Nature and technology in history

Abstract
This essay sketches an expanded theoretical conception of the roles of nature and technology in history, one that is based on a social ontology that does not separate nature and society. History has long been viewed as the realm of past human action. On this conception, nature is treated largely as an Other of history, and technology is construed chiefly as a means for human fulfillment. There is no history of nature, and the history of technology becomes the history of useful products. The essay discusses the changes wrought in these understandings by a social ontology that depicts social existence as inherently transpiring in nexuses of practices and material arrangements. The first implication is that the domain of history should be expanded from the realm and course of past human activity to the realm and course of past practice-arrangement nexuses. In turn, this wider conception transforms the significance of nature and technology in history. Until recently, most accounts of the relationship between society/history and nature have presumed that society and history are separate from nature. On my account, by contrast, nature is part of society: a component of the practice-arrangement nexuses through which social life progresses.

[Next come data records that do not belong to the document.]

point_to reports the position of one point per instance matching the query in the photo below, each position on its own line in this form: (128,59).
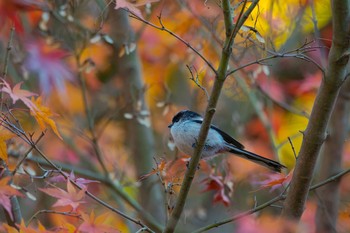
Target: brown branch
(332,153)
(221,75)
(163,28)
(270,203)
(89,194)
(315,133)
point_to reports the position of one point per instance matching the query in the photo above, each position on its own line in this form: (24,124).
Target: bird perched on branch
(185,128)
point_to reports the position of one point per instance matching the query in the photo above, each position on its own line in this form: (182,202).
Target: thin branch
(195,79)
(26,154)
(221,75)
(89,194)
(163,28)
(294,53)
(90,119)
(7,54)
(324,103)
(269,203)
(284,106)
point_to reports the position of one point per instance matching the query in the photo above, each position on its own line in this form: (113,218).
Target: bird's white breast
(185,135)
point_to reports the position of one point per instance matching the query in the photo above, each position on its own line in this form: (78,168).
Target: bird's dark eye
(178,116)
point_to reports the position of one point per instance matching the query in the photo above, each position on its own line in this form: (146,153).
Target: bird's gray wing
(224,135)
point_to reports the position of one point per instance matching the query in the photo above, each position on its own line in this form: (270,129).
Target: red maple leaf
(18,94)
(222,189)
(72,197)
(275,181)
(160,168)
(6,192)
(46,61)
(9,11)
(97,224)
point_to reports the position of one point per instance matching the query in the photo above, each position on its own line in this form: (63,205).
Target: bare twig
(163,28)
(195,79)
(316,129)
(269,203)
(221,75)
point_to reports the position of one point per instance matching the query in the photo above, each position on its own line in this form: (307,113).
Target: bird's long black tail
(271,164)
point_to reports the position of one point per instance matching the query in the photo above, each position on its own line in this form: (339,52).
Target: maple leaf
(4,135)
(97,224)
(222,189)
(7,228)
(43,116)
(6,191)
(80,181)
(18,94)
(47,62)
(26,229)
(9,11)
(72,197)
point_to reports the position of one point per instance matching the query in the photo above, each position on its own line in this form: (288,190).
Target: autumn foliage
(88,89)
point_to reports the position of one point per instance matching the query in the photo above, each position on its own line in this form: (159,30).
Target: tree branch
(221,75)
(270,203)
(315,133)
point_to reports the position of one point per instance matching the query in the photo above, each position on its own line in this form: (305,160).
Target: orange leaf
(26,229)
(222,189)
(6,192)
(72,197)
(97,224)
(4,135)
(160,168)
(18,94)
(42,115)
(275,181)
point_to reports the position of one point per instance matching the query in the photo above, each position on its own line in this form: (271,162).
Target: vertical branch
(332,153)
(90,120)
(221,75)
(6,62)
(139,136)
(315,132)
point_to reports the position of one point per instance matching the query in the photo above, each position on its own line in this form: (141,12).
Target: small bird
(184,130)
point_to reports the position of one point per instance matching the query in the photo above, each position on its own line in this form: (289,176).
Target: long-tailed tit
(185,128)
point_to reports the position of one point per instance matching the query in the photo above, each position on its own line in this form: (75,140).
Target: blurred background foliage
(63,49)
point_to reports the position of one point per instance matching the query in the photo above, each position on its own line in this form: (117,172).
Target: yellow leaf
(4,135)
(43,116)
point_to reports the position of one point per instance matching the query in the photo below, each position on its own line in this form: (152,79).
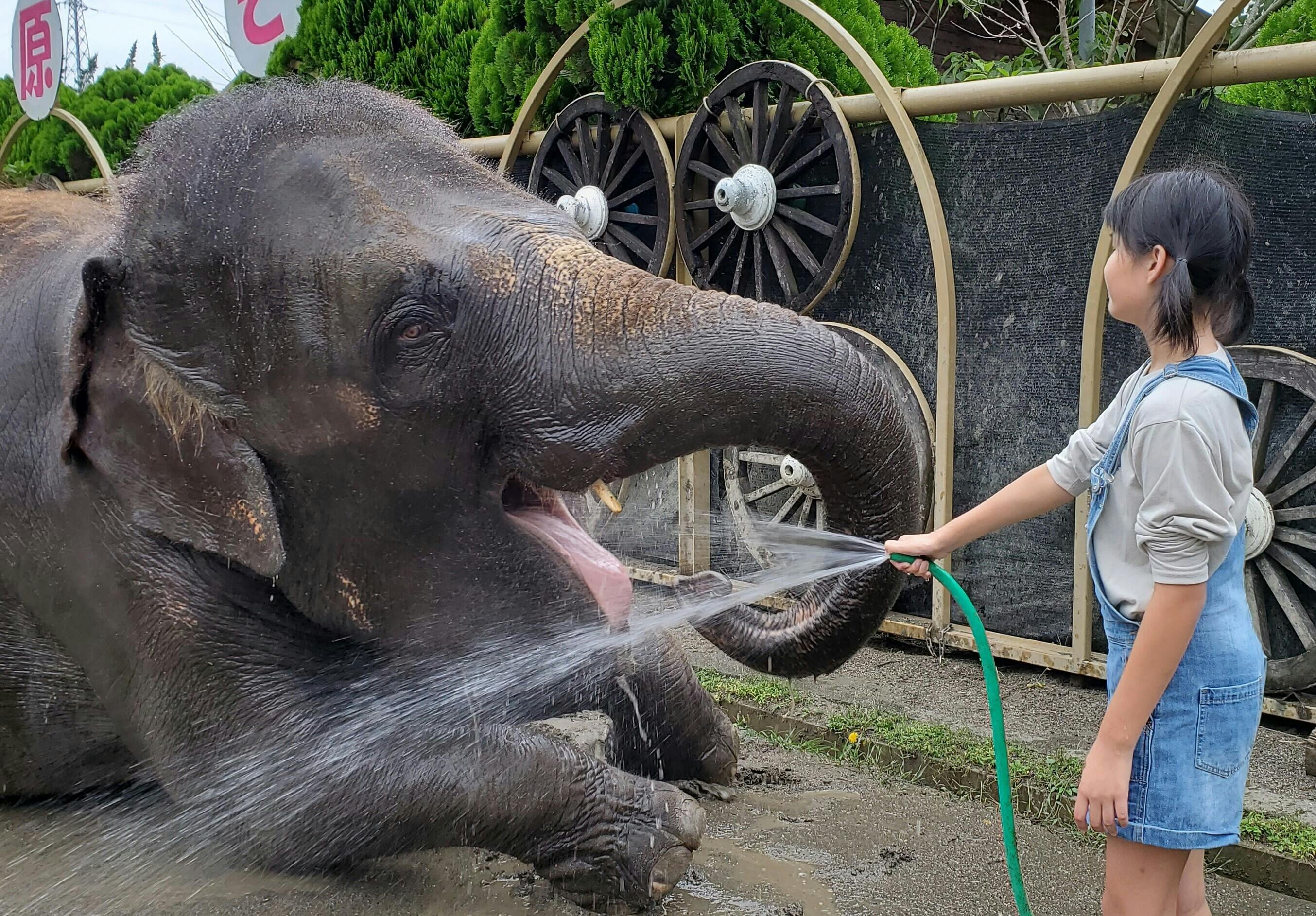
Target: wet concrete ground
(804,836)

Human history, consequently, is a social-natural history that encompasses the varying presence and roles of nature in human coexistence. Technology, meanwhile, is not just useful products, and not just a mediator of society/history and nature. It also is (1) something through which humans manage social life and the nature that is part of it, largely by drawing nature into this site and thereby conjointly transforming society, technology, and nature in history; and (2) something that, over time, plays an increasingly central role in the nexuses where social life transpires. Through technology, in short, social-natural history takes form and advances.